IDC expects the market for EMEA Big Data-related data centre infrastructure spending to triple in size over the next three years.
For many years, companies have been building data warehouses to analyse business activity and produce insights for decision makers to act on to improve business performance. These traditional analytical systems are often based on a classic pattern where data from multiple operational systems is captured, cleaned, transformed and integrated before loading it into a data warehouse. Typically, a history of business activity is built up over a number of years allowing organisations to use business intelligence (BI) tools to analyse, compare and report on business performance over time. In addition, subsets of this data are often extracted from data warehouses into data marts that have been optimised for more detailed multi-dimensional analysis.
Big Data and Analytics allow organisations to gather invaluable information, such as who their best customer are and how to keep them satisfied, as well as where/how to find more customers like them.
Three Key Areas to Drive Use of Big Data and Analytics:
1. Build a culture that infuses analytics everywhere.Empower all employees to make data-based decisions, instead of relying on instinct and past experience.
2. Be proactive about privacy, security and governance.
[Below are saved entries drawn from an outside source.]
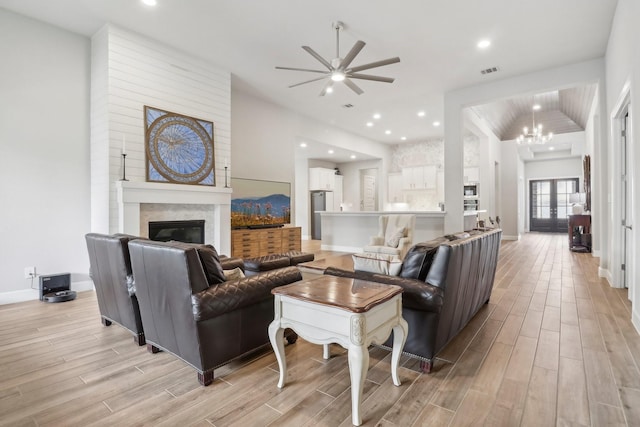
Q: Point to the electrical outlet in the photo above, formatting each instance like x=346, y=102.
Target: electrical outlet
x=29, y=272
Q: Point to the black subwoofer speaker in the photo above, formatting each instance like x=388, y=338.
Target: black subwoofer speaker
x=56, y=288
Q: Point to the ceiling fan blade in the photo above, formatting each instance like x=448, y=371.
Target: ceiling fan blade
x=369, y=77
x=351, y=85
x=318, y=57
x=326, y=87
x=301, y=69
x=308, y=81
x=374, y=64
x=355, y=50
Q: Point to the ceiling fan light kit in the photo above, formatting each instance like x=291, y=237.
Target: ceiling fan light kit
x=337, y=70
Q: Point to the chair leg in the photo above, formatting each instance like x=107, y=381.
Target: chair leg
x=152, y=349
x=291, y=336
x=426, y=366
x=205, y=378
x=139, y=339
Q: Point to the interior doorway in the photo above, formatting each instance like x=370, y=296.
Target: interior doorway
x=625, y=199
x=549, y=204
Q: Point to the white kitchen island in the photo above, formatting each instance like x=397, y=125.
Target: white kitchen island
x=350, y=231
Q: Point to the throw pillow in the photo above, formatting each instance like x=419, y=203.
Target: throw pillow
x=211, y=264
x=394, y=240
x=210, y=261
x=377, y=263
x=234, y=274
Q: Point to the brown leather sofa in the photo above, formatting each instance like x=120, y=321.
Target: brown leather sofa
x=189, y=311
x=110, y=270
x=445, y=281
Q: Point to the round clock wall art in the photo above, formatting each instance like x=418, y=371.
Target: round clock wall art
x=179, y=148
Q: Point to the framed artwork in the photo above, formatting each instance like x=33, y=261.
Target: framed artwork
x=179, y=148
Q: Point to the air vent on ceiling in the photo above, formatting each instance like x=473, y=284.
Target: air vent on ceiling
x=489, y=70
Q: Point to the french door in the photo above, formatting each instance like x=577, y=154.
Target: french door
x=549, y=204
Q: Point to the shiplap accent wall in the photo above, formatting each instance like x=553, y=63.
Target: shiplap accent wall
x=130, y=71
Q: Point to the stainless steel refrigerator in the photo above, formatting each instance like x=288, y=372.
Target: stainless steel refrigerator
x=318, y=203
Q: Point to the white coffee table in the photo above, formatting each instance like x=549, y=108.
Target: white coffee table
x=350, y=312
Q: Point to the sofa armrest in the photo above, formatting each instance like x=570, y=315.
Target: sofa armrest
x=235, y=294
x=376, y=241
x=416, y=294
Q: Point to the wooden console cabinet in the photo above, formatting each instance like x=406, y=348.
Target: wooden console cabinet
x=580, y=233
x=248, y=243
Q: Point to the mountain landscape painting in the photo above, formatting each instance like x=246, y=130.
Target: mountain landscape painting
x=257, y=203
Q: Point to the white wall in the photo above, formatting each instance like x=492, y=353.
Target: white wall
x=128, y=72
x=265, y=140
x=44, y=153
x=623, y=77
x=512, y=181
x=351, y=188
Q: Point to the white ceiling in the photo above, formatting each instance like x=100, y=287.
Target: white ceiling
x=435, y=40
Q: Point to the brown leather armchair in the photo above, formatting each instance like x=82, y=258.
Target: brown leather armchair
x=110, y=270
x=205, y=324
x=445, y=281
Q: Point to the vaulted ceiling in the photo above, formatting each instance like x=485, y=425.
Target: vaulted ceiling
x=435, y=40
x=561, y=111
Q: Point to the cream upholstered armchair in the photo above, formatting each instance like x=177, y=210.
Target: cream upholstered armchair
x=395, y=235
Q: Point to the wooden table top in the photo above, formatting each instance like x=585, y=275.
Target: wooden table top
x=353, y=295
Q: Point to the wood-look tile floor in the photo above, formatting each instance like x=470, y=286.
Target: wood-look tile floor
x=554, y=346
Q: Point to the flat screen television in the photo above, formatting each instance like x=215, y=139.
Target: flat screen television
x=260, y=204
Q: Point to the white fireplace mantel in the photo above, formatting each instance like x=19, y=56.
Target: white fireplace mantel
x=131, y=194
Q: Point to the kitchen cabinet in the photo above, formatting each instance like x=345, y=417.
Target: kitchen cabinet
x=471, y=175
x=321, y=179
x=419, y=178
x=337, y=192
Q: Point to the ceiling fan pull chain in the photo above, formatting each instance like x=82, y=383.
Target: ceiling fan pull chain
x=337, y=40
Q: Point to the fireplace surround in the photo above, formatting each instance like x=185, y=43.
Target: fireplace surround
x=190, y=231
x=216, y=201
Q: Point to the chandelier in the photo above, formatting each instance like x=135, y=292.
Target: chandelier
x=534, y=136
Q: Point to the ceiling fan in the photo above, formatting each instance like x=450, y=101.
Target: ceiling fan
x=338, y=69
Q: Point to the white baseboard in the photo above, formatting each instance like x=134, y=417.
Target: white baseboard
x=606, y=274
x=34, y=294
x=635, y=319
x=353, y=249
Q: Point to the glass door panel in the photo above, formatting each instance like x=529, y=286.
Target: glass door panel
x=549, y=204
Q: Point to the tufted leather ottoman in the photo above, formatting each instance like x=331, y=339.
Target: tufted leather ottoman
x=265, y=263
x=297, y=257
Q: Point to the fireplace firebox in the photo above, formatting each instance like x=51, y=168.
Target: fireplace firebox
x=191, y=231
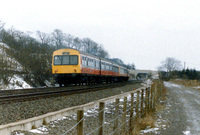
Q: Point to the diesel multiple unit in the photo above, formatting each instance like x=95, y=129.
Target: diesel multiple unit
x=73, y=66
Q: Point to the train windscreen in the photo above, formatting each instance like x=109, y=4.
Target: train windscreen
x=66, y=60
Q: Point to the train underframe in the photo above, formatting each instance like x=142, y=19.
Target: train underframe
x=86, y=79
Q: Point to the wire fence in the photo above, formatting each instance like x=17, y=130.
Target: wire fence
x=118, y=117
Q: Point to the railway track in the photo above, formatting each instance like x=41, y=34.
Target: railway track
x=33, y=94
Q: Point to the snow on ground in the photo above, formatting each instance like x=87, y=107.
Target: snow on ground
x=16, y=83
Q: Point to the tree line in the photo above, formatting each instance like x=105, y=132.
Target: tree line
x=172, y=68
x=34, y=51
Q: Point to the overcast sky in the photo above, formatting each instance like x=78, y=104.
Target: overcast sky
x=143, y=32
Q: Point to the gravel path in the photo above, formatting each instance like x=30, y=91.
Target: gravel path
x=23, y=110
x=182, y=112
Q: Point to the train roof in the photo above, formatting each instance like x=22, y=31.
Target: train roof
x=85, y=53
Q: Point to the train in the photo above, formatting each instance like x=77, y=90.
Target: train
x=71, y=66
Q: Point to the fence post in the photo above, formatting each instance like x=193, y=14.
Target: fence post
x=101, y=117
x=116, y=115
x=142, y=102
x=131, y=114
x=124, y=115
x=137, y=105
x=149, y=97
x=80, y=125
x=155, y=95
x=151, y=103
x=146, y=101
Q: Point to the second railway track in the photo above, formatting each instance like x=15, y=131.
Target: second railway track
x=33, y=94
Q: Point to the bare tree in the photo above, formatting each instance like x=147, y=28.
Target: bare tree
x=58, y=38
x=44, y=37
x=170, y=64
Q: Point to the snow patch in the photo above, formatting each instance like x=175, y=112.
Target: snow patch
x=40, y=130
x=170, y=85
x=186, y=132
x=17, y=83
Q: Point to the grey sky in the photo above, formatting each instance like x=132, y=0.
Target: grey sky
x=144, y=32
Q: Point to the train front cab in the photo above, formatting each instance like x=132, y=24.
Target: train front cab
x=66, y=66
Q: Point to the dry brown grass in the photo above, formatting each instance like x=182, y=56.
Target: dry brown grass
x=187, y=83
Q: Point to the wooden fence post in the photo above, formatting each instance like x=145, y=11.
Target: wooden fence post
x=124, y=115
x=137, y=105
x=80, y=130
x=146, y=101
x=131, y=114
x=142, y=103
x=149, y=91
x=101, y=117
x=116, y=115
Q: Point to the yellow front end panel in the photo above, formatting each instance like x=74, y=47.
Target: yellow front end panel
x=66, y=69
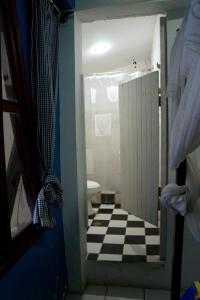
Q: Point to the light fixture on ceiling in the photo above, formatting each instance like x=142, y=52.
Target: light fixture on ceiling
x=100, y=48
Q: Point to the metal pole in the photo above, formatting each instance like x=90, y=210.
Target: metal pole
x=178, y=241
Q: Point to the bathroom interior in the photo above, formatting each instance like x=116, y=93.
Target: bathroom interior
x=121, y=67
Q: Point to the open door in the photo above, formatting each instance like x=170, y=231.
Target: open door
x=139, y=146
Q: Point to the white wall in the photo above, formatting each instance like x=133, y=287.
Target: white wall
x=103, y=157
x=73, y=169
x=155, y=51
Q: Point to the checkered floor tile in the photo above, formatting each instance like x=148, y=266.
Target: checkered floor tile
x=115, y=235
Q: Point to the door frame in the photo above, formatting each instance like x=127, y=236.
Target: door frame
x=164, y=132
x=78, y=269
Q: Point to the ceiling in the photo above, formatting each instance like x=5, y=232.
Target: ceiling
x=129, y=38
x=91, y=10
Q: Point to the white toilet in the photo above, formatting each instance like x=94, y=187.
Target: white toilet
x=92, y=189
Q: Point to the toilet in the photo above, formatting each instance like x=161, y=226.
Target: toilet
x=92, y=189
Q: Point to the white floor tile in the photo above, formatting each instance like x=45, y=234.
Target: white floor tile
x=157, y=295
x=110, y=257
x=135, y=231
x=97, y=230
x=153, y=258
x=94, y=247
x=124, y=293
x=152, y=239
x=119, y=211
x=107, y=206
x=95, y=292
x=134, y=218
x=116, y=223
x=149, y=225
x=134, y=249
x=103, y=217
x=114, y=239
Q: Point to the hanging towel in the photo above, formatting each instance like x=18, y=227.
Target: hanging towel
x=174, y=197
x=93, y=95
x=103, y=124
x=113, y=93
x=184, y=90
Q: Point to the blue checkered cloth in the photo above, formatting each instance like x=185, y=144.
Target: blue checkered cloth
x=44, y=67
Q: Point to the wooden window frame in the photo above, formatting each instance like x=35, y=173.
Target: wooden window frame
x=11, y=250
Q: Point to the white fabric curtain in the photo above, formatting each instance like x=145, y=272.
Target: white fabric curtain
x=184, y=90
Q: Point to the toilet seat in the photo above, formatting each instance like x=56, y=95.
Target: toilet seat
x=92, y=185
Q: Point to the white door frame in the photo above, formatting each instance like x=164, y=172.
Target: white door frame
x=164, y=132
x=73, y=170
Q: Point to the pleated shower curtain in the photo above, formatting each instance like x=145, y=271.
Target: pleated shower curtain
x=44, y=69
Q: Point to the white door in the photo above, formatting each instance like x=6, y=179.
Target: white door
x=139, y=146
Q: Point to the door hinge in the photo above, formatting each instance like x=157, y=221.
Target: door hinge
x=159, y=101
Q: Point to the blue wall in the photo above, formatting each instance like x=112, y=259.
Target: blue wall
x=40, y=274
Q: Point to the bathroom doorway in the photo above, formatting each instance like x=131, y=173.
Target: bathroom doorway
x=118, y=52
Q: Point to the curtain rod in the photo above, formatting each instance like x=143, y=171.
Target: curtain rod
x=63, y=14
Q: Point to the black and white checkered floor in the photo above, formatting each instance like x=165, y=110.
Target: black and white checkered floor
x=115, y=235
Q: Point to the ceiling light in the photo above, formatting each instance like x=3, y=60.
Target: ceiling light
x=100, y=48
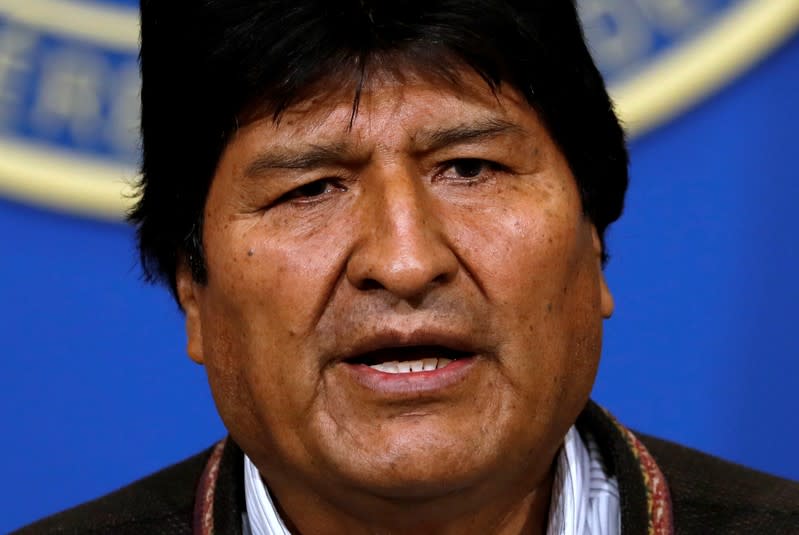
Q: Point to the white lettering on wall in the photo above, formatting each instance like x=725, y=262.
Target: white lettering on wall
x=16, y=54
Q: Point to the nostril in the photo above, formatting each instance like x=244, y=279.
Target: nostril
x=370, y=284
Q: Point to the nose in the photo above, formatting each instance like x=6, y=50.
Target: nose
x=402, y=248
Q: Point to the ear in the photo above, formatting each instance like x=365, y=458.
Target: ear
x=606, y=304
x=188, y=297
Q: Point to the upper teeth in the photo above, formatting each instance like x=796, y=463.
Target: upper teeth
x=410, y=366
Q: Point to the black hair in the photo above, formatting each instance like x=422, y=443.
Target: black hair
x=204, y=63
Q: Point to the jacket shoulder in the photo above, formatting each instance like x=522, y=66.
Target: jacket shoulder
x=162, y=502
x=709, y=493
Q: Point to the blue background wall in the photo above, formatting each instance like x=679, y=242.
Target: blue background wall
x=96, y=390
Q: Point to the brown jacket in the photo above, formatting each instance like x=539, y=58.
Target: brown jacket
x=675, y=489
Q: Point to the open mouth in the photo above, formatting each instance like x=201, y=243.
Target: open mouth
x=410, y=359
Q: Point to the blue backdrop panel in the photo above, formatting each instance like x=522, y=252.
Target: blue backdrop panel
x=97, y=390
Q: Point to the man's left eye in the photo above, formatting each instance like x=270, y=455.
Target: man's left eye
x=468, y=168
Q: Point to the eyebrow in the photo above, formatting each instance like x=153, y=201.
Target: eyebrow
x=428, y=140
x=309, y=157
x=479, y=130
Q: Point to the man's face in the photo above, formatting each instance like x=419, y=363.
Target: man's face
x=441, y=223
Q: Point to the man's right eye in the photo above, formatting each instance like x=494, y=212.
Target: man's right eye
x=311, y=191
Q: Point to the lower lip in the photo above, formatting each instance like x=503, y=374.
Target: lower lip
x=411, y=383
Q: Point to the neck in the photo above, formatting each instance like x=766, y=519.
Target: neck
x=501, y=508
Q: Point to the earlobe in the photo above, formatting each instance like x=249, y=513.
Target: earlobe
x=188, y=298
x=606, y=304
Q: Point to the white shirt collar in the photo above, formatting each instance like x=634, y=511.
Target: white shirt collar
x=585, y=500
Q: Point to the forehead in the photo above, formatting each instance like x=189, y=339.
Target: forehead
x=391, y=105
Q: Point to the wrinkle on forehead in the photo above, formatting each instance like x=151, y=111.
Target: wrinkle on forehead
x=354, y=82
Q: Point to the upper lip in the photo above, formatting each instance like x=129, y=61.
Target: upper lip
x=393, y=339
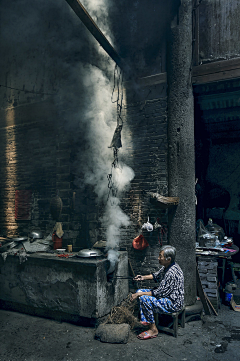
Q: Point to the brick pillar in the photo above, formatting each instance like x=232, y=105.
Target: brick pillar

Ensure that the data being analysed is safe, secure and accurate.
3. Invest in a big data and analytics platform that is tuned to the task of handling all types of data and analytics, regardless of form or function.
There is a huge skills gap around big data and the ability to provide the right resources to it in terms of deployment and management. One thing that is changing is that executives in C level positions generally have some basic understanding.